Sur la nature du vote et la probabilité que les électeurs s’inclinent vers un candidat plutôt que vers un autre, Adrien Abecassis, Chloé Morin et Emmanuel Rivière ont développé une méthode permettant de « distinguer les socles relativement solides de chaque candidat, des réserves électorales mouvantes ». En fait, ils ont constaté que si cinq électeurs sur dix étaient solidement arrimés à un candidat et à un seul, quatre restaient indécis.
Venant de droite comme de gauche, la solidification de l’électorat d’Emmanuel Macron
À l’exception de Marine Le Pen, qui a pétrifié autour de sa candidature 19% des votants, les cœurs électoraux de tous les autres candidats restaient encore assez faibles, même si cela s’illustre à des degrés divers. Ainsi, Jean-Luc Mélenchon et Benoît Hamon ne pouvaient compter chacun, au moment de l’étude, que sur 10% d’électeurs-socles, une proportion relativement stable dans le temps. D’une autre nature, pourtant, est la situation entre Emmanuel Macron et François Fillon, car leurs socles électoraux se sont croisés. Ces électeurs, que le rapport qualifie de « centristes », sont aussi ceux qui, après les dernières révélations touchant François Fillon, ont basculé le plus facilement – et naturellement – vers Emmanuel Macron.
Le candidat du mouvement En Marche semble bénéficier également du manque de crédibilité du candidat issu des primaires socialistes, Benoît Hamon.
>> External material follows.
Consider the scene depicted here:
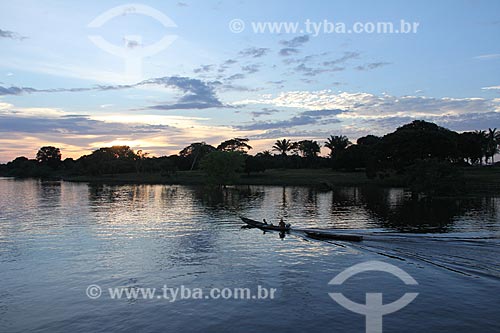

L’électorat de gauche se reconnaît pour partie dans la démarche d’Emmanuel Macron : 8% de cet électorat semble susceptible, explique le rapport, de basculer entre l’un et l’autre des deux candidats.
Dans cette perspective, l’étude confirme une tendance qui semble s’être renforcée tout au long du dernier mois de la campagne: le cœur électoral d’Emmanuel Macron est en voie de rapide solidification. Si ses électeurs assurés de leur choix n’étaient que de 11% en janvier, ils étaient 16% en mars. Cette dynamique est d’autant plus importante qu’il existe une large proportion d’électeurs (50%) de Jean-Luc Mélenchon pouvant basculer sur Benoît Hamon. Cette division de la gauche, relève les auteurs du rapport, ne peut que favoriser la dynamique d’Emmanuel Macron.
Quoi qu’il en soit, la règle d’or est bien la volatilité de l’électorat, soumis à des variations à l’ampleur inédite. Entre 45% et 50% des électeurs de Benoît Hamon peuvent céder, confirme l’étude, aux sirènes du vote utile et, finalement, voter Emmanuel Macron. Mais ce dernier disposait aussi, potentiellement, d’une part non négligeable de son électorat (20%) qui, en février ou mars, pouvait encore « retourner » chez François Fillon (même si celui-ci, aux vues des études d’opinions publiées dans la 2ème quinzaine de mars, continuait de subir une réelle érosion des intentions de vote, l’écart se creusant en faveur d’Emmanuel Macron).
La probité, élément important surtout au centre et à gauche
Au-delà de cette tendance, et liée aussi aux défiances ou au détachement démocratique, l’incertitude électorale, à moins d’un mois du 1er tour, était encore fortement perceptible. Le rapport « Présidentielle 2017 : ce qui peut faire basculer les indécis » soulignait que la probité des candidats apparaissait comme un élément important pour les électeurs les plus indécis, surtout à gauche et au centre. Des électeurs indécis qui pèsent lourd, puisqu’ils représentent à eux seuls 10% du total d’électeurs dans cette présidentielle. L’étude « Qui sont les indécis ? » distingue une catégorie, appelée « les vrais indécis », qui rassemble des Français disant vouloir aller voter mais sans savoir vraiment pour qui. Le rapport souligne que ces « vrais indécis » semblent plus attirés par Marine Le Pen et Emmanuel Macron, c’est-à-dire par les deux candidats perçus comme « antisystème » par leur positionnement, « ce qui en dit long », relèvent les auteurs, « sur la dynamique porteuse de cette campagne ».
Il apparaît clairement que les intentions de vote peuvent encore receler des surprises, mais un constat s’est établi: puisque les « cœurs électoraux » sont insuffisants pour assurer une qualification, les candidats qui s’adressent essentiellement à ces « cœurs électoraux » risquent de faire un faible score. Inversement, estiment les auteurs de ce rapport, la meilleure stratégie consiste à se tourner vers les larges réservoirs d’indécis: la victoire attendra celui qui saura les convaincre.